Think of the foursome you play golf with most often – there could be a multitude of body types, age groups, and personalities in every group on the course. And I, in all my brainwashed brilliance, had been trying to get every one of them to swing in the same fashion.
Little did I know that my self education project would turn my teaching upside down. I now know that there are many ways to swing, yet very few ways to hit – and all the greatest golfers employ those same narrow parameters to hit repeatable, quality golf shots. My research project actually culminated in the book “It’s All About Impact”.

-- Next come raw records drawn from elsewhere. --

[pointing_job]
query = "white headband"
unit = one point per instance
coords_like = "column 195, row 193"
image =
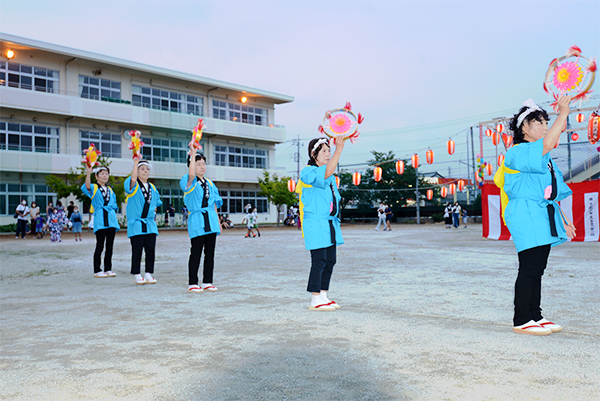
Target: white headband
column 531, row 107
column 319, row 142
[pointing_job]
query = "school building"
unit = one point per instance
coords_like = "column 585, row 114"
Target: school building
column 55, row 101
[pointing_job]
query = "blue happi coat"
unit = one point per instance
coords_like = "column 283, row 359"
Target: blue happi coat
column 530, row 198
column 105, row 214
column 199, row 216
column 136, row 225
column 319, row 208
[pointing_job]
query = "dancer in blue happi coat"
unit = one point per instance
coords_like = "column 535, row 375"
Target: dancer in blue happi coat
column 532, row 185
column 201, row 196
column 142, row 201
column 104, row 207
column 319, row 212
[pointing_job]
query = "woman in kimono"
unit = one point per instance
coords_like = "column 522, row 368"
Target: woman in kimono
column 142, row 201
column 532, row 185
column 201, row 196
column 319, row 212
column 104, row 205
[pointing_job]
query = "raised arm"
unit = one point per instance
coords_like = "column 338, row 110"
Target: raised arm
column 335, row 158
column 551, row 138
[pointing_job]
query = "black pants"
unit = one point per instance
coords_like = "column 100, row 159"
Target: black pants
column 528, row 287
column 21, row 227
column 145, row 242
column 322, row 262
column 107, row 234
column 208, row 243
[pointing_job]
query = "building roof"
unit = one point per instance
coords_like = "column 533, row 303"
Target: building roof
column 277, row 98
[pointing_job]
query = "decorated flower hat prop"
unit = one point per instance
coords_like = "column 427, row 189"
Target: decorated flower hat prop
column 197, row 134
column 90, row 156
column 136, row 144
column 341, row 124
column 567, row 75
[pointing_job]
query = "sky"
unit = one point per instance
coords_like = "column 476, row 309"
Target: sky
column 419, row 71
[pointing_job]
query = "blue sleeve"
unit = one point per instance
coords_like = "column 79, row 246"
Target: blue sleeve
column 127, row 185
column 528, row 158
column 85, row 190
column 315, row 176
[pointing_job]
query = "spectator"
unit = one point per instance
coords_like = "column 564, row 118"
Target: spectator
column 21, row 214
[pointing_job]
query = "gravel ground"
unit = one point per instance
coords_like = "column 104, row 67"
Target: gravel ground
column 426, row 315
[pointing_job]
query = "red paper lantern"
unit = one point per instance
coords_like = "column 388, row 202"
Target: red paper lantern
column 429, row 156
column 377, row 173
column 400, row 167
column 593, row 125
column 496, row 138
column 415, row 160
column 356, row 178
column 500, row 160
column 291, row 185
column 450, row 147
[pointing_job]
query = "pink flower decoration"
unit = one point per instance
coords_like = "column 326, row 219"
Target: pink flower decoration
column 567, row 76
column 340, row 123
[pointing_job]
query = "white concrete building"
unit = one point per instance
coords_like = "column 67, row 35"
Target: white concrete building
column 55, row 101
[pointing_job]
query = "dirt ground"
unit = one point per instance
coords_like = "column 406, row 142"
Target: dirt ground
column 426, row 315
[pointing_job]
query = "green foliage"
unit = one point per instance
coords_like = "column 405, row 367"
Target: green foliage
column 275, row 190
column 75, row 178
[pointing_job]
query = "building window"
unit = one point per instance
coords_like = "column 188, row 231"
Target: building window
column 165, row 150
column 28, row 137
column 239, row 113
column 108, row 144
column 28, row 77
column 235, row 201
column 166, row 100
column 233, row 156
column 12, row 194
column 99, row 88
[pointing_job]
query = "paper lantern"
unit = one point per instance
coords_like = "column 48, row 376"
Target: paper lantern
column 415, row 160
column 400, row 167
column 500, row 160
column 593, row 124
column 496, row 138
column 450, row 147
column 291, row 185
column 429, row 156
column 377, row 173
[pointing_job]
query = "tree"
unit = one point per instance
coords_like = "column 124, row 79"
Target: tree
column 75, row 178
column 276, row 191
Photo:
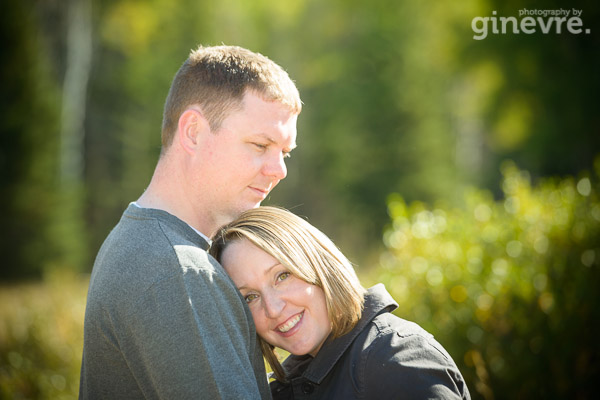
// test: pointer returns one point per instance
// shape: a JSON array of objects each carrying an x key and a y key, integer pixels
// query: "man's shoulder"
[{"x": 144, "y": 251}]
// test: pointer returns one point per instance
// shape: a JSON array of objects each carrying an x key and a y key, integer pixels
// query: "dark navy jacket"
[{"x": 383, "y": 357}]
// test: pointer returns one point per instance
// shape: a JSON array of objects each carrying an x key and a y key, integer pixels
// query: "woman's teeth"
[{"x": 290, "y": 324}]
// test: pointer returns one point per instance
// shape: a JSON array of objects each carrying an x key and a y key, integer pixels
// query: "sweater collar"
[{"x": 377, "y": 301}]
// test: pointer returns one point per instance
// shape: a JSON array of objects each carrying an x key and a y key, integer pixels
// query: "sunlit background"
[{"x": 462, "y": 173}]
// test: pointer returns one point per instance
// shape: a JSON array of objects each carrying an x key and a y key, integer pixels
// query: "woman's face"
[{"x": 288, "y": 312}]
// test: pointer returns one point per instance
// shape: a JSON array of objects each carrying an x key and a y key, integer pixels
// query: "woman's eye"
[
  {"x": 283, "y": 276},
  {"x": 250, "y": 298}
]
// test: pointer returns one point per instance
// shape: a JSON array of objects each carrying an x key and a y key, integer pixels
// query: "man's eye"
[
  {"x": 250, "y": 298},
  {"x": 283, "y": 276}
]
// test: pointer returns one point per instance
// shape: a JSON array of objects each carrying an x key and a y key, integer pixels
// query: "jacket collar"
[{"x": 377, "y": 301}]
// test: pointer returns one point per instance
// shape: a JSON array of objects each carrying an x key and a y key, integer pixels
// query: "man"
[{"x": 163, "y": 319}]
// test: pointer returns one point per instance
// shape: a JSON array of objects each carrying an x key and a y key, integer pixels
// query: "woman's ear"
[{"x": 190, "y": 126}]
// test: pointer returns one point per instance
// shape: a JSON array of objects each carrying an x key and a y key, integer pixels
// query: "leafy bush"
[
  {"x": 41, "y": 337},
  {"x": 509, "y": 286}
]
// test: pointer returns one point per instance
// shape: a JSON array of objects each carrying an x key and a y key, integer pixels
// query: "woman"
[{"x": 305, "y": 298}]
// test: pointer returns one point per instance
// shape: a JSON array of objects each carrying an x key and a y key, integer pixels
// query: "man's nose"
[{"x": 275, "y": 167}]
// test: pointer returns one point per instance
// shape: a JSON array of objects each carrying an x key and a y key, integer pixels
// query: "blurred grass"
[{"x": 41, "y": 337}]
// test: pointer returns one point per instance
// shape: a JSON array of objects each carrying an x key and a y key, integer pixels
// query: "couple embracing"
[{"x": 197, "y": 284}]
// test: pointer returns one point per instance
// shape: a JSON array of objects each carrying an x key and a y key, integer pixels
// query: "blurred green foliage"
[
  {"x": 41, "y": 337},
  {"x": 398, "y": 97},
  {"x": 508, "y": 286}
]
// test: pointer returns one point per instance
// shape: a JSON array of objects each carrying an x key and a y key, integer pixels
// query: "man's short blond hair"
[
  {"x": 216, "y": 78},
  {"x": 308, "y": 254}
]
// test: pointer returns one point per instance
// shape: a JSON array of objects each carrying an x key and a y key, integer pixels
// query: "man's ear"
[{"x": 191, "y": 124}]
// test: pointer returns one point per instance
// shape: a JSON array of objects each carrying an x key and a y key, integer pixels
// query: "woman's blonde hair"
[{"x": 308, "y": 254}]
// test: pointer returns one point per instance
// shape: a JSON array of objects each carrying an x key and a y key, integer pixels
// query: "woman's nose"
[{"x": 273, "y": 305}]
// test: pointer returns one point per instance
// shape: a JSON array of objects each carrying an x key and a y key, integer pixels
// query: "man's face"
[{"x": 245, "y": 158}]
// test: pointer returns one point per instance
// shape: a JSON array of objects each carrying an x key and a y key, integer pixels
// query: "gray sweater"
[{"x": 163, "y": 319}]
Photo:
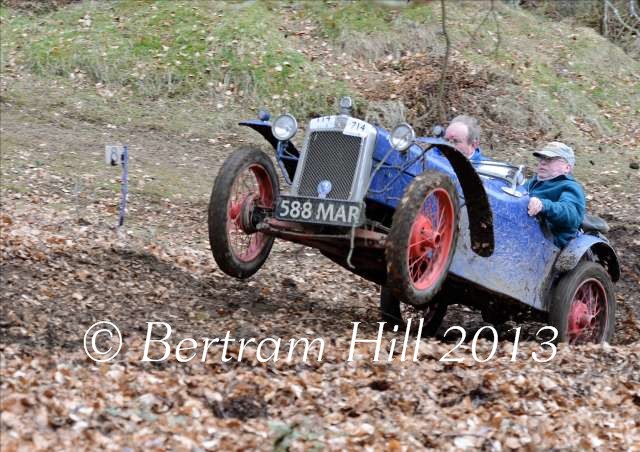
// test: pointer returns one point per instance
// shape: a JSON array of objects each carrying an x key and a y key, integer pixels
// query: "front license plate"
[{"x": 322, "y": 211}]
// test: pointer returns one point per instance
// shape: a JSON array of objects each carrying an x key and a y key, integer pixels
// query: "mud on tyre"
[
  {"x": 422, "y": 240},
  {"x": 583, "y": 307},
  {"x": 247, "y": 183}
]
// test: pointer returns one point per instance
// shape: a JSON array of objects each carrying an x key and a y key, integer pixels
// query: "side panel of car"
[
  {"x": 585, "y": 243},
  {"x": 523, "y": 258}
]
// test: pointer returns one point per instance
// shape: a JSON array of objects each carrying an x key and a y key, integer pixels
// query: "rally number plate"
[{"x": 321, "y": 211}]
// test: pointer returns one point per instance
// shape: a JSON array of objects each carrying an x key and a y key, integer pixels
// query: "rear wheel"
[
  {"x": 246, "y": 184},
  {"x": 583, "y": 308},
  {"x": 422, "y": 240},
  {"x": 398, "y": 314}
]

Early in my career I attempted to achieve function or peak performance by improving the look and form of a golfers swing. Can you imagine what I’d have done if Lee Trevino, Raymond Floyd, Nancy Lopez, Hubert Green or Jim Furyk had come to me for help early in their careers? I’m thankful for their sake that they hadn’t as you might never had heard their names.

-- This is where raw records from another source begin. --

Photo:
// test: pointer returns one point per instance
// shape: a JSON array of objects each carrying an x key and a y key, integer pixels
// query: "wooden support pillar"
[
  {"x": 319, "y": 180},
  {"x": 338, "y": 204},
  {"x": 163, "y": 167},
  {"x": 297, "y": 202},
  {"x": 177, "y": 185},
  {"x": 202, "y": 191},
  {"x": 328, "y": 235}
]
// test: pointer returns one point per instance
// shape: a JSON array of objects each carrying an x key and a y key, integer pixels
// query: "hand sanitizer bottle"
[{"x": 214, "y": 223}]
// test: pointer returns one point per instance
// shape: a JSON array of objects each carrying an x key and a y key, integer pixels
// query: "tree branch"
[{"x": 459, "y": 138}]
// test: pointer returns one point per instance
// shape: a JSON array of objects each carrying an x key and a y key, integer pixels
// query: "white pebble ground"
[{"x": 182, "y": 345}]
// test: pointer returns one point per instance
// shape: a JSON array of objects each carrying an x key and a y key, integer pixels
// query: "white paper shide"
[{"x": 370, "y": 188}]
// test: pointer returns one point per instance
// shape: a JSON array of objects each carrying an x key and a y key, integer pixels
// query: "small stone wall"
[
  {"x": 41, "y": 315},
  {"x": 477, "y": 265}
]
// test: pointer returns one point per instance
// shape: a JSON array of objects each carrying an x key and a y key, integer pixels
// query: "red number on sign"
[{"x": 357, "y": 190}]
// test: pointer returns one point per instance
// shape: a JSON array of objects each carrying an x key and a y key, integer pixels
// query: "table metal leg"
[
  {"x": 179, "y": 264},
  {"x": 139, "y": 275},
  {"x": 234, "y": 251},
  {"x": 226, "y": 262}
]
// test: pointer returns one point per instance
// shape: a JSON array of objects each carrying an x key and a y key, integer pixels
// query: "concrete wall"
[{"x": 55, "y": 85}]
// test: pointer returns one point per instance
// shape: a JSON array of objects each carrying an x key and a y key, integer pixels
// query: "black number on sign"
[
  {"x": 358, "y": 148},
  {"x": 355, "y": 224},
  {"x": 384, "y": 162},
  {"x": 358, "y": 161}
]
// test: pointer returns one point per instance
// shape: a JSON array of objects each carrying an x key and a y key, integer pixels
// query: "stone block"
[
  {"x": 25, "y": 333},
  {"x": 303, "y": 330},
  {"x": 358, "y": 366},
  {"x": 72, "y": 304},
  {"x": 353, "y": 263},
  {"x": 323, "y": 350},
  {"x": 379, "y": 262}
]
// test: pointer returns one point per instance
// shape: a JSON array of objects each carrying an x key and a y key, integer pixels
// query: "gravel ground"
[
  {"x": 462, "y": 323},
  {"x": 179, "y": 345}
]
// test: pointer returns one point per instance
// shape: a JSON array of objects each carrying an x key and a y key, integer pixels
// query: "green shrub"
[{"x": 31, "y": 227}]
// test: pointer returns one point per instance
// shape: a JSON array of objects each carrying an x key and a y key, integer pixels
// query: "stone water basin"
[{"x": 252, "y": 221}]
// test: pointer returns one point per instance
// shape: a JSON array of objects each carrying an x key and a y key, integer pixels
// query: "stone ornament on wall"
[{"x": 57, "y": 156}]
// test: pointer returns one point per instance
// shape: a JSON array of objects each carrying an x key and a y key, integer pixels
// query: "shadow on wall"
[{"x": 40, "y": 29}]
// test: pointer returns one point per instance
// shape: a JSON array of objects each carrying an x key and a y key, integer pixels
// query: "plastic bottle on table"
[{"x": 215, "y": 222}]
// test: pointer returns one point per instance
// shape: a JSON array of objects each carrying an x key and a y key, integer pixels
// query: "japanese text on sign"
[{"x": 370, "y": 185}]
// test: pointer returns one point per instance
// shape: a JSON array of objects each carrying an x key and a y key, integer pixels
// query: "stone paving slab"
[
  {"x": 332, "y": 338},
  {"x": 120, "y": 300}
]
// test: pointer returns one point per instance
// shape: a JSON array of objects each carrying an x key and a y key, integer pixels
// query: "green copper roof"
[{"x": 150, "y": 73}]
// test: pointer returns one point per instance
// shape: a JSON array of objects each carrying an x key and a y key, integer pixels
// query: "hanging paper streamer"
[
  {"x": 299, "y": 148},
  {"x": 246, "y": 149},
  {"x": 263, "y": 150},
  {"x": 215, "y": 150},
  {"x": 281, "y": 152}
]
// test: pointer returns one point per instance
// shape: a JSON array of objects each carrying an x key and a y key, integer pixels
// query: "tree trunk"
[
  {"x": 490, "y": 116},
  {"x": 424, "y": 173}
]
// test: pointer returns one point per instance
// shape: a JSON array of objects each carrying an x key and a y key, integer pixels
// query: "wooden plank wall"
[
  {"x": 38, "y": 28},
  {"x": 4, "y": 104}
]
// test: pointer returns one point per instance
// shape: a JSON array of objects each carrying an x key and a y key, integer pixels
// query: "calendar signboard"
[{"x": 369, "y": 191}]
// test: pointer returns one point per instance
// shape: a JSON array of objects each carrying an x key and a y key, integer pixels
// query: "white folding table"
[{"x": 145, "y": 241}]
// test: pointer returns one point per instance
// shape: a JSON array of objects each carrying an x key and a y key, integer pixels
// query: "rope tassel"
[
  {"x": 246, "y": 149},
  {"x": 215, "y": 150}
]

In my teaching now, I work to get golfers to squeeze the most out of what their unique bodies, minds and experiences will allow. It is all about function and very little about form. I often say to a student, “If I could get your swing to look worse and have you shoot five strokes lower, we’d both be happy campers.” I will do whatever I need to do to get my student to get the club to do what they want the ball to do…regardless of how it looks.

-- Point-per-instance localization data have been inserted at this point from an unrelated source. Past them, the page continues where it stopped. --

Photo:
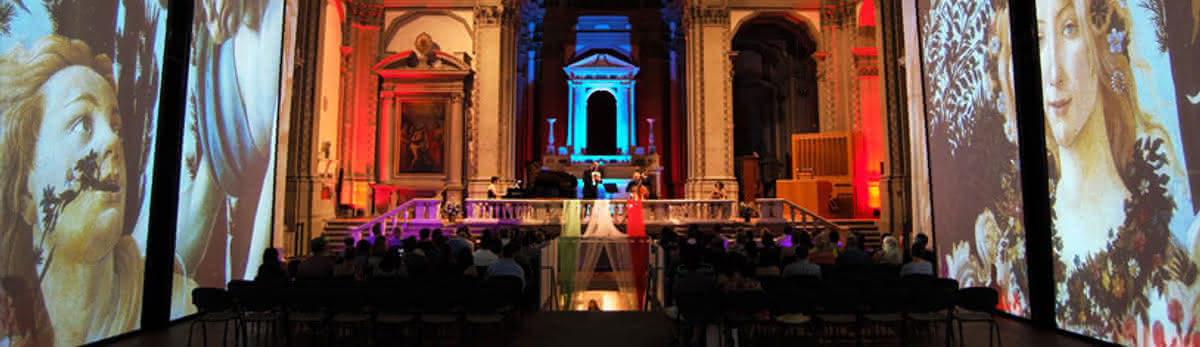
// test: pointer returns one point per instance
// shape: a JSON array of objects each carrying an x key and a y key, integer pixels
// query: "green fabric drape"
[{"x": 569, "y": 251}]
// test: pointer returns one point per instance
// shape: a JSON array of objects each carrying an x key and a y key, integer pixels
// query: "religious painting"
[{"x": 420, "y": 138}]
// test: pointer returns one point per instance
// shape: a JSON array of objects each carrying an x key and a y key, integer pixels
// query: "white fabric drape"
[{"x": 603, "y": 237}]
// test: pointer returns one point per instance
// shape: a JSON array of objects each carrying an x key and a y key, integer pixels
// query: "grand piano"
[{"x": 546, "y": 185}]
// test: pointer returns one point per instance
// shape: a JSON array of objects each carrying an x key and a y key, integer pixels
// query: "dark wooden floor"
[{"x": 609, "y": 329}]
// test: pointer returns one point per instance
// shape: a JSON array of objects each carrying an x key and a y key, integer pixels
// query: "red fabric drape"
[{"x": 635, "y": 226}]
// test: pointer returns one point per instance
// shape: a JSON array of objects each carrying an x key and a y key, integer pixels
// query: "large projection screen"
[
  {"x": 78, "y": 112},
  {"x": 971, "y": 121},
  {"x": 227, "y": 185},
  {"x": 1121, "y": 93}
]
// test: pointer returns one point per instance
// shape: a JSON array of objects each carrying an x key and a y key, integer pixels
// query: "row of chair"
[
  {"x": 355, "y": 313},
  {"x": 839, "y": 311}
]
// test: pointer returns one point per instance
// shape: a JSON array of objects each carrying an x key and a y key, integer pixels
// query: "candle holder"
[
  {"x": 651, "y": 120},
  {"x": 550, "y": 141}
]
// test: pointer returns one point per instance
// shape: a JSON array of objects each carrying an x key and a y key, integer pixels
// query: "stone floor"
[{"x": 607, "y": 329}]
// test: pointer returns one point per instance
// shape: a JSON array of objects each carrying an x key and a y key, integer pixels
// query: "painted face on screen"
[
  {"x": 1068, "y": 73},
  {"x": 81, "y": 118}
]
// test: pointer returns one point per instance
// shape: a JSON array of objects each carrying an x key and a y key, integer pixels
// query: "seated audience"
[
  {"x": 318, "y": 265},
  {"x": 919, "y": 264},
  {"x": 461, "y": 240},
  {"x": 271, "y": 271},
  {"x": 802, "y": 267},
  {"x": 853, "y": 253},
  {"x": 486, "y": 255},
  {"x": 414, "y": 258},
  {"x": 825, "y": 252},
  {"x": 507, "y": 265},
  {"x": 891, "y": 252}
]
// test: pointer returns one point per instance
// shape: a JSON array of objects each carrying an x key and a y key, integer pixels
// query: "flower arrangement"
[
  {"x": 748, "y": 210},
  {"x": 451, "y": 210}
]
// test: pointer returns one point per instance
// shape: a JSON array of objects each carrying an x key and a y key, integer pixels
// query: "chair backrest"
[
  {"x": 211, "y": 299},
  {"x": 978, "y": 298}
]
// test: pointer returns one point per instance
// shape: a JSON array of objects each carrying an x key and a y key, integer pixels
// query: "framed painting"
[{"x": 420, "y": 138}]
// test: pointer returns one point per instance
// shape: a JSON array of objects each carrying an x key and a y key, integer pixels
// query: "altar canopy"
[{"x": 580, "y": 255}]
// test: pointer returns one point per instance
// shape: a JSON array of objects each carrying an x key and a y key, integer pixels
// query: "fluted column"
[
  {"x": 492, "y": 129},
  {"x": 708, "y": 99}
]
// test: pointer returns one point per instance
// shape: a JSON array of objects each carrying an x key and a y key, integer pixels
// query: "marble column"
[
  {"x": 708, "y": 99},
  {"x": 492, "y": 147}
]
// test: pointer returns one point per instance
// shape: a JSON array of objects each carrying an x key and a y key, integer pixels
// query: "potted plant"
[
  {"x": 747, "y": 211},
  {"x": 451, "y": 210}
]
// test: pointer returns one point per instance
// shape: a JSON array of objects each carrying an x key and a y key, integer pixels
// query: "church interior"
[{"x": 599, "y": 172}]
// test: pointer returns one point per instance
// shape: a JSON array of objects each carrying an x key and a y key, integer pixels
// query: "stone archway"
[
  {"x": 774, "y": 93},
  {"x": 601, "y": 124}
]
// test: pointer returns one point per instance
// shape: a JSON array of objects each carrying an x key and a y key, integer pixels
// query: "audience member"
[
  {"x": 271, "y": 271},
  {"x": 825, "y": 252},
  {"x": 318, "y": 265},
  {"x": 853, "y": 253},
  {"x": 919, "y": 265},
  {"x": 414, "y": 258},
  {"x": 802, "y": 267},
  {"x": 486, "y": 255},
  {"x": 390, "y": 265},
  {"x": 891, "y": 252},
  {"x": 768, "y": 257},
  {"x": 461, "y": 240},
  {"x": 507, "y": 265}
]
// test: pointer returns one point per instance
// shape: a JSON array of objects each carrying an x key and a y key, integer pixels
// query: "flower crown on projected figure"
[
  {"x": 1116, "y": 179},
  {"x": 64, "y": 198}
]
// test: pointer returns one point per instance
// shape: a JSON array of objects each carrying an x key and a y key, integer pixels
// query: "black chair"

We are all different physically, mentally, emotionally and experientially – how can we possibly swing a golf club with the same form? The answer is – it cannot be done! Stop trying to swing like your favorite player and start learning how to hit like your favorite. Understand that you’re different and unique and if you can deliver the appropriate set of physics (forces and angles) to the back of the ball with your swing – it will follow the desired trajectory to the desired location. Isn’t that what you’re after?
I believe so strongly in providing my students with an understanding of what the “appropriate physics” at impact are that I have purchased a TrackMan unit. TrackMan is the ultimate in functional teaching as it measures all the factors that lead to ball flight. The radar unit tracks clubhead speed, swing plane, angle of attack, club path, face angle and dynamic loft all at the most important part of any golf swing – impact. Now, as golfer, imagine being able to know which of the previously mentioned measurements are stumbling blocks for your golf game. Wouldn’t it be great to know that you have to worry about nothing else other than the club path being too far from out to in? Or perhaps your attack angle is too far down and you need to feel like you sweep each iron off the ground?
My goal with any student is to change as little as possible and it often works that way, but sometimes we need to change quite a lot. The objective is always the same - influence the club at impact in order to make the ball what we would like it to do.
If you come to me for a lesson you will not be taught a method of swinging a golf club, but you will be taught a method of hitting a golf ball. None of my students will ever have golf swings that look similar, unless by accident, but many of them will hit shots that look and sound alike. You will leave the lesson knowing what you need to do to hit better shots – and you will also leave hitting better shots.